Hereinafter, an operation of forming a yellow image in the first unit 10Y will be described.
First, before the operation, the surface of the photoreceptor 1Y is charged to a potential of −600 V to −800 V by the charging roll 2Y.
The photoreceptor 1Y is formed by laminating a photosensitive layer on a conductive substrate (for example, volume resistivity at 20° C.: 1×10−6 Ωcm or less). The photosensitive layer typically has high resistance (that is, about the same resistance as that of a general resin), but has properties in which when the laser beams 3Y are applied, the specific resistance of a part irradiated with the laser beams changes. Accordingly, the laser beams 3Y are output to the charged surface of the photoreceptor 1Y via the exposure device 3 in accordance with image data for yellow sent from the controller (not shown). The laser beams 3Y are applied to the photosensitive layer on the surface of the photoreceptor 1Y, and thus, an electrostatic charge image of a yellow image pattern is formed on the surface of the photoreceptor 1Y.

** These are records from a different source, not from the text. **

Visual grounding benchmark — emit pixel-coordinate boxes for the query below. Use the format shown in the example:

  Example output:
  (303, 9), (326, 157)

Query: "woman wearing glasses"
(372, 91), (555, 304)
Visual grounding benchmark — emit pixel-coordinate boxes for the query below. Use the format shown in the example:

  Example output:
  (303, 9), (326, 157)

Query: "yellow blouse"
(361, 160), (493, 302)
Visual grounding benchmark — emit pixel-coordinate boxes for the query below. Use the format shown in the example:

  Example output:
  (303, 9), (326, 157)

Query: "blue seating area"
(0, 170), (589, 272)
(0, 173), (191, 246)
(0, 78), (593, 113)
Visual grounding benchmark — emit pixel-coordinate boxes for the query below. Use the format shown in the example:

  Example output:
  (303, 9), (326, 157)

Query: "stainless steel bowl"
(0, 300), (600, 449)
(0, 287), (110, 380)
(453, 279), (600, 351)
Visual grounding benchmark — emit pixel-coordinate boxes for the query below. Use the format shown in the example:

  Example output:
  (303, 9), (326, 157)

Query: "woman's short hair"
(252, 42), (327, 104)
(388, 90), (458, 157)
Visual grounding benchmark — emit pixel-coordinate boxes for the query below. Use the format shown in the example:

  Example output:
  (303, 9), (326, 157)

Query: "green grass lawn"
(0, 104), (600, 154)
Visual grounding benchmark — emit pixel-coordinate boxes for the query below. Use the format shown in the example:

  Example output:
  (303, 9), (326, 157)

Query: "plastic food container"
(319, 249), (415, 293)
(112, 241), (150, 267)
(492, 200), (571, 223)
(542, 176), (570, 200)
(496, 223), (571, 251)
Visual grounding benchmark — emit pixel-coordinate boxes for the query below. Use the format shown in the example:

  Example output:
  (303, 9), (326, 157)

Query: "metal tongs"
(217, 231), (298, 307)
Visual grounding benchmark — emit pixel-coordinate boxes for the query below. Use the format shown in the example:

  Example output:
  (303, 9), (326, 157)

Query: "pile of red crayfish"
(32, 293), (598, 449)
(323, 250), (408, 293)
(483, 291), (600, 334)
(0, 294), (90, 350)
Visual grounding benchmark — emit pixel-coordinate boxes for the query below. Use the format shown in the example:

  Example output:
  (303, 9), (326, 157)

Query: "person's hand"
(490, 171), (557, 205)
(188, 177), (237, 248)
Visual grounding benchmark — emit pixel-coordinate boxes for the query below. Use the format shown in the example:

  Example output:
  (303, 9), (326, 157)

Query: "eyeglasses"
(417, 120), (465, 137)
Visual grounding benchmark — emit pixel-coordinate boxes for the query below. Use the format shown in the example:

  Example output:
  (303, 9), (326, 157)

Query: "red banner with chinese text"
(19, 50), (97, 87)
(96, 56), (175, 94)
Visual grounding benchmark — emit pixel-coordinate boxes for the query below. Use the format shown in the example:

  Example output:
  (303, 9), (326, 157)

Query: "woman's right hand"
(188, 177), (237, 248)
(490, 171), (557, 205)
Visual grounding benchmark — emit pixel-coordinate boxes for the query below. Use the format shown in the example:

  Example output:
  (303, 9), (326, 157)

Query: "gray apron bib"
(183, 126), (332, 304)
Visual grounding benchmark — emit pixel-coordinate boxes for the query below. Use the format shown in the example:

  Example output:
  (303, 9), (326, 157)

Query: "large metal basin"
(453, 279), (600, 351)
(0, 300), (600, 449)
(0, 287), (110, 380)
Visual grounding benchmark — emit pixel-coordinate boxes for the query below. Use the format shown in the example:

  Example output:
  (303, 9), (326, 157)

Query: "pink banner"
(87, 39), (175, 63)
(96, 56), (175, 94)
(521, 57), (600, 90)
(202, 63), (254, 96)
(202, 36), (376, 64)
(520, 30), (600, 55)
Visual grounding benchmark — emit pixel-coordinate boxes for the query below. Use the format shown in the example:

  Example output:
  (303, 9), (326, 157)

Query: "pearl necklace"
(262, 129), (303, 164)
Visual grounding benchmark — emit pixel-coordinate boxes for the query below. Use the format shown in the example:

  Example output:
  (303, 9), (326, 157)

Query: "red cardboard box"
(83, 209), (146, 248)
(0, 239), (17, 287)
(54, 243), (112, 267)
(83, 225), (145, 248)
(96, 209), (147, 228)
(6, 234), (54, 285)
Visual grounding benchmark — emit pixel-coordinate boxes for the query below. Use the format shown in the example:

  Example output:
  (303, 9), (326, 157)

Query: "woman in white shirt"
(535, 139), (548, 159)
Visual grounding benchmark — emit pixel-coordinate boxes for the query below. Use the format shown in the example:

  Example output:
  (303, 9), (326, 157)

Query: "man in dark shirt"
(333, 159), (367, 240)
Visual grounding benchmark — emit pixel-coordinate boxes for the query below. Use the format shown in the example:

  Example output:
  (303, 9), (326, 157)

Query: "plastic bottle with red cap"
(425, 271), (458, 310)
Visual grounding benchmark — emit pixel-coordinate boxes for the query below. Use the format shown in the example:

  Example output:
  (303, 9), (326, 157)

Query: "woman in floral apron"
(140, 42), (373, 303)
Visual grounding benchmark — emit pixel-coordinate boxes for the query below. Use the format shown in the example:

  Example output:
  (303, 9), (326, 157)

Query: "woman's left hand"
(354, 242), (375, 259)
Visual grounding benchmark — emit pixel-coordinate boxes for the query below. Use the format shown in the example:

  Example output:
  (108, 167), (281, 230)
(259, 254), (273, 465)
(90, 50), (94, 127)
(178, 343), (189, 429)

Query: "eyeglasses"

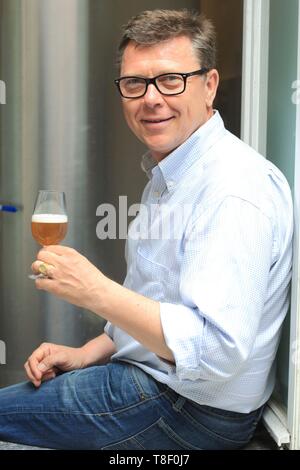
(114, 67), (209, 98)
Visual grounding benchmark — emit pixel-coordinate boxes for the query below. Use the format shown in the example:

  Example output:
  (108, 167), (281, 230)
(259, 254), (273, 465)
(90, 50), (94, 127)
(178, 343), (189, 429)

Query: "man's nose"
(143, 83), (163, 106)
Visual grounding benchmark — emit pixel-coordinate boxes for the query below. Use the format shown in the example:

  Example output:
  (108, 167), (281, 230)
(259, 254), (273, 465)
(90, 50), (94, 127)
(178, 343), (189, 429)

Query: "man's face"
(121, 36), (218, 161)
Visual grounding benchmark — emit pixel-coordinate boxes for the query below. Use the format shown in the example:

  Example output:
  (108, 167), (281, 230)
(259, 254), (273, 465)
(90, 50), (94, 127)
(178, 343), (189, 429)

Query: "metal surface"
(0, 0), (199, 386)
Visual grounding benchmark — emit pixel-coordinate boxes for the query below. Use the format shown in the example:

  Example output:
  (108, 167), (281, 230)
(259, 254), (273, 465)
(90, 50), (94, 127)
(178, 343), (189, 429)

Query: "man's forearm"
(89, 280), (174, 362)
(81, 333), (116, 367)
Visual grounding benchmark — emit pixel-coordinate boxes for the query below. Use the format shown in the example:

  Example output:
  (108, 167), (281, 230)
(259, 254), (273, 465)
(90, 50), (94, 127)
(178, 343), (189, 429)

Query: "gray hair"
(117, 9), (217, 69)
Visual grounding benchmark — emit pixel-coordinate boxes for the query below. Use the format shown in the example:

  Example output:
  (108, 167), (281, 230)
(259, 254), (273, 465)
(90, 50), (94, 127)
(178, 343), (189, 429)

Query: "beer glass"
(29, 190), (68, 279)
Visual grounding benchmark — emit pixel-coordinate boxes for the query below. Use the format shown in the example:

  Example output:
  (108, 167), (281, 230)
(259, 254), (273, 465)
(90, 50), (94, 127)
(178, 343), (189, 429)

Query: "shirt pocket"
(136, 247), (170, 301)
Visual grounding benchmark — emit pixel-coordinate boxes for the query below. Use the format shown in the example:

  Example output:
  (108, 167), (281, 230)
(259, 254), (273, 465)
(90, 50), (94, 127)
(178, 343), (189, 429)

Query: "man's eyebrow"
(120, 69), (185, 78)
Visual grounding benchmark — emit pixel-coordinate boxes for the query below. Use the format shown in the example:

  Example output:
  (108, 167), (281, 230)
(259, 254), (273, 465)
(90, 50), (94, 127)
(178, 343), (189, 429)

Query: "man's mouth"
(142, 116), (173, 124)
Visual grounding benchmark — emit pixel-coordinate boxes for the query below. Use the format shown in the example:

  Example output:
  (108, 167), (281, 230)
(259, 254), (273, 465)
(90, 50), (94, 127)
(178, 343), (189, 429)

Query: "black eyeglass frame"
(114, 67), (210, 100)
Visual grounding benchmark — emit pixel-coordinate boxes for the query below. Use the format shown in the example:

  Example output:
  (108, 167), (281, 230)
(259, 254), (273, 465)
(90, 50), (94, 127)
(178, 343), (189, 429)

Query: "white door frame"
(241, 0), (300, 449)
(287, 0), (300, 450)
(241, 0), (270, 156)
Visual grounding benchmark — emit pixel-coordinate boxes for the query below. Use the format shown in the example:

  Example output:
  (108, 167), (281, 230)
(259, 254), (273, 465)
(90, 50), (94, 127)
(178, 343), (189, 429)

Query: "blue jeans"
(0, 362), (263, 450)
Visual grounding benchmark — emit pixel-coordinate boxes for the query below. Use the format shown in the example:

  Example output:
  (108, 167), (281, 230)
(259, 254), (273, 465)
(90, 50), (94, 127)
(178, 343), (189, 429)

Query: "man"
(0, 10), (293, 450)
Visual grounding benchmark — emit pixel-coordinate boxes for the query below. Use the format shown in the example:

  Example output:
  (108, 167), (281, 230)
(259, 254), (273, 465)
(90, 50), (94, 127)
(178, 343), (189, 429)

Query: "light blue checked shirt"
(105, 112), (293, 413)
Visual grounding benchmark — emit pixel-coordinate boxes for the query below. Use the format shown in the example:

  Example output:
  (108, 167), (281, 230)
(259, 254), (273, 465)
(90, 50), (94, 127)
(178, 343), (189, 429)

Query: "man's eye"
(159, 74), (182, 87)
(123, 78), (144, 88)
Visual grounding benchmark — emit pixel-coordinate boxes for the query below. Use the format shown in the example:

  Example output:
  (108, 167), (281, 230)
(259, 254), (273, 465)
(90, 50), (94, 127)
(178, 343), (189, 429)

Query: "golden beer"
(31, 214), (68, 246)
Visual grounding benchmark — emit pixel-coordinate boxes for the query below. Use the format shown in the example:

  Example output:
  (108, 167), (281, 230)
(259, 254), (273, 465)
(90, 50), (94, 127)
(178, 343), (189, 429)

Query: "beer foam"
(31, 214), (68, 224)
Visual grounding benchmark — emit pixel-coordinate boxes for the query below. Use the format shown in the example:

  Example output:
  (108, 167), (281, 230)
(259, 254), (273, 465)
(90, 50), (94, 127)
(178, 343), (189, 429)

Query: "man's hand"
(24, 343), (85, 387)
(31, 245), (110, 309)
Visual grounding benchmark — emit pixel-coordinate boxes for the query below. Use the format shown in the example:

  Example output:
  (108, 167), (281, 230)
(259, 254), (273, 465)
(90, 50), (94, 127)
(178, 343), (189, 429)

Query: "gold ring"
(39, 263), (48, 276)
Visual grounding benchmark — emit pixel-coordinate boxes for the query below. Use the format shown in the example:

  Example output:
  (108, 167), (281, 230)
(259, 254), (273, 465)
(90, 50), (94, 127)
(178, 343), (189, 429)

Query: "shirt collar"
(141, 111), (225, 190)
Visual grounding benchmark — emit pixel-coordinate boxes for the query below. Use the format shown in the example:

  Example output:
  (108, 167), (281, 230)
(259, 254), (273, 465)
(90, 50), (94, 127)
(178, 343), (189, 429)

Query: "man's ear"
(205, 69), (219, 108)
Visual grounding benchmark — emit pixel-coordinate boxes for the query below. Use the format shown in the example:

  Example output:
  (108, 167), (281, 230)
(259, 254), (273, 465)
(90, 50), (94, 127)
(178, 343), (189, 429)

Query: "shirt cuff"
(160, 302), (205, 380)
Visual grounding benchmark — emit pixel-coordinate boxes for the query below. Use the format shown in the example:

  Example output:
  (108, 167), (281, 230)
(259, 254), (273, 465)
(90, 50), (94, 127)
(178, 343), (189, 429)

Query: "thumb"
(38, 355), (57, 373)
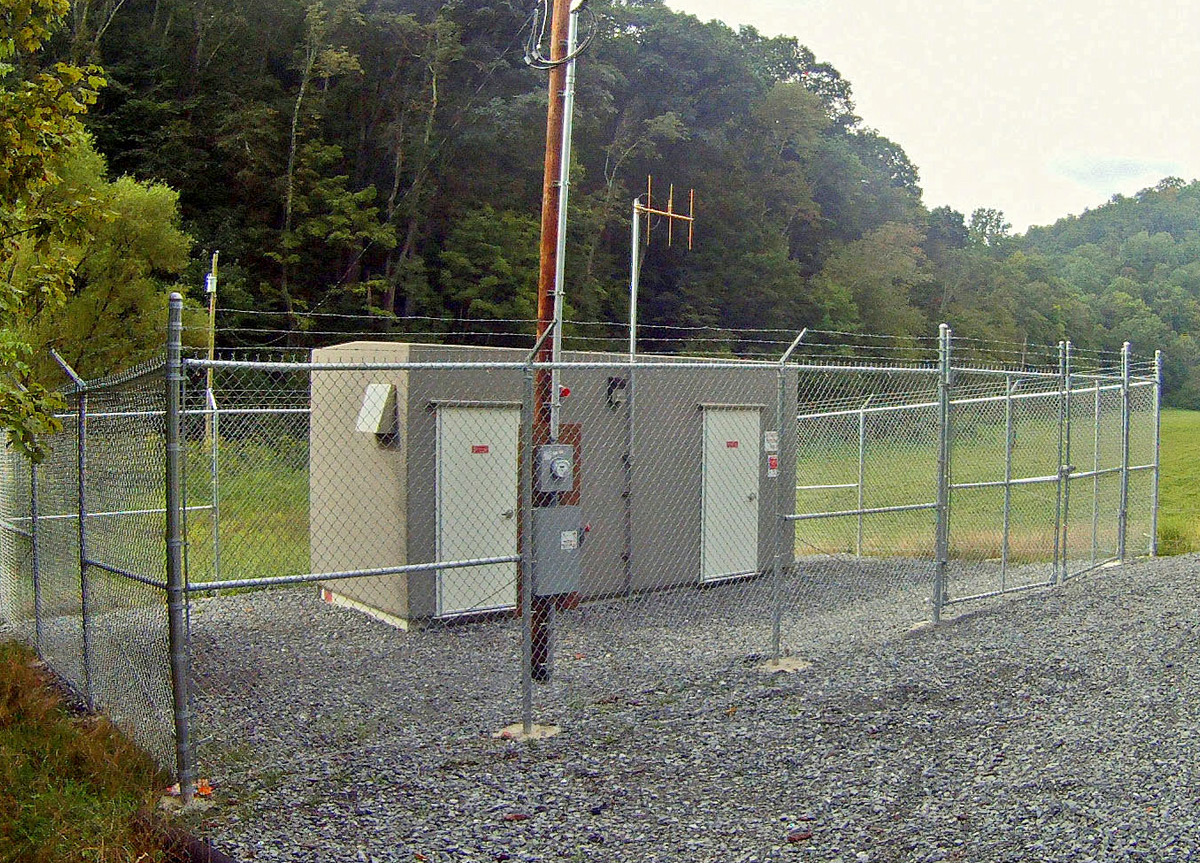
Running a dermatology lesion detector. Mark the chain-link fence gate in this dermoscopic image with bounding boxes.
[0,295,1160,791]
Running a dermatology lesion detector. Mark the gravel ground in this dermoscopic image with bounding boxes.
[180,556,1200,863]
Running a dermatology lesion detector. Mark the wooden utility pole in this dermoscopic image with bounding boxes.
[534,0,571,444]
[526,0,571,681]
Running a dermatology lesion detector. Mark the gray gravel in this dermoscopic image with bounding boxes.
[192,557,1200,863]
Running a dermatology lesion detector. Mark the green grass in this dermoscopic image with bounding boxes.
[180,410,1200,581]
[187,439,310,582]
[797,410,1185,563]
[1158,409,1200,555]
[0,643,167,863]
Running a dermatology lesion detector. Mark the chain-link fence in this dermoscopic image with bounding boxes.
[0,360,175,766]
[0,298,1159,811]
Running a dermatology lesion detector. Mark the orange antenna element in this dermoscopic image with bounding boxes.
[634,176,696,251]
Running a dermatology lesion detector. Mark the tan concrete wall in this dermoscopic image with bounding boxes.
[308,342,409,618]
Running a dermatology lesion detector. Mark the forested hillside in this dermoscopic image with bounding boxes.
[32,0,1200,407]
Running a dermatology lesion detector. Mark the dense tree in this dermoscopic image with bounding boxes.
[12,138,190,378]
[18,0,1200,408]
[0,0,104,459]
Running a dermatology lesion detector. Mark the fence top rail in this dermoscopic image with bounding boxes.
[797,382,1128,420]
[184,356,964,376]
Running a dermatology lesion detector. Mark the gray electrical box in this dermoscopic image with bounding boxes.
[535,443,575,492]
[533,506,583,597]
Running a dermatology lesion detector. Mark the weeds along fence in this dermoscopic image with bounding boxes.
[0,298,1160,791]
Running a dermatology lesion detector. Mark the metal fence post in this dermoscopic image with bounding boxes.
[166,293,196,805]
[770,329,808,661]
[520,362,534,735]
[50,350,96,711]
[1092,378,1100,567]
[1000,377,1020,591]
[854,396,874,557]
[208,388,221,581]
[1055,338,1075,585]
[932,324,952,624]
[1050,342,1067,585]
[1117,342,1132,563]
[29,461,46,659]
[1150,350,1163,557]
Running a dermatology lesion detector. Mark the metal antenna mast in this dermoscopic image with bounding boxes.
[629,176,696,362]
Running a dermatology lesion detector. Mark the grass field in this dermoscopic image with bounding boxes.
[175,410,1200,590]
[1158,409,1200,555]
[0,642,168,863]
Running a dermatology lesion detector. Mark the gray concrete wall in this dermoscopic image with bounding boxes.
[310,342,796,618]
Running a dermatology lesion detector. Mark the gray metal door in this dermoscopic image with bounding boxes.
[437,407,521,617]
[700,407,761,582]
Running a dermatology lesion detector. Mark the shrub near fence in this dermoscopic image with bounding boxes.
[0,298,1159,811]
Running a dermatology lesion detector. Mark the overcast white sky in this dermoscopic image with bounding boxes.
[667,0,1200,232]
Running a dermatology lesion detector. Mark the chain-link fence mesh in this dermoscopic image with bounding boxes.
[0,362,174,766]
[0,334,1158,811]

The electrostatic charge image is an image that is formed on the surface of the photoreceptor 1Y by charging, and is a so-called negative latent image, that is formed by applying the laser beams 3Y to the photosensitive layer so that the specific resistance of the irradiated part is lowered to cause charges to flow on the surface of the photoreceptor 1Y, while charges remain on a part to which the laser beams 3Y are not applied.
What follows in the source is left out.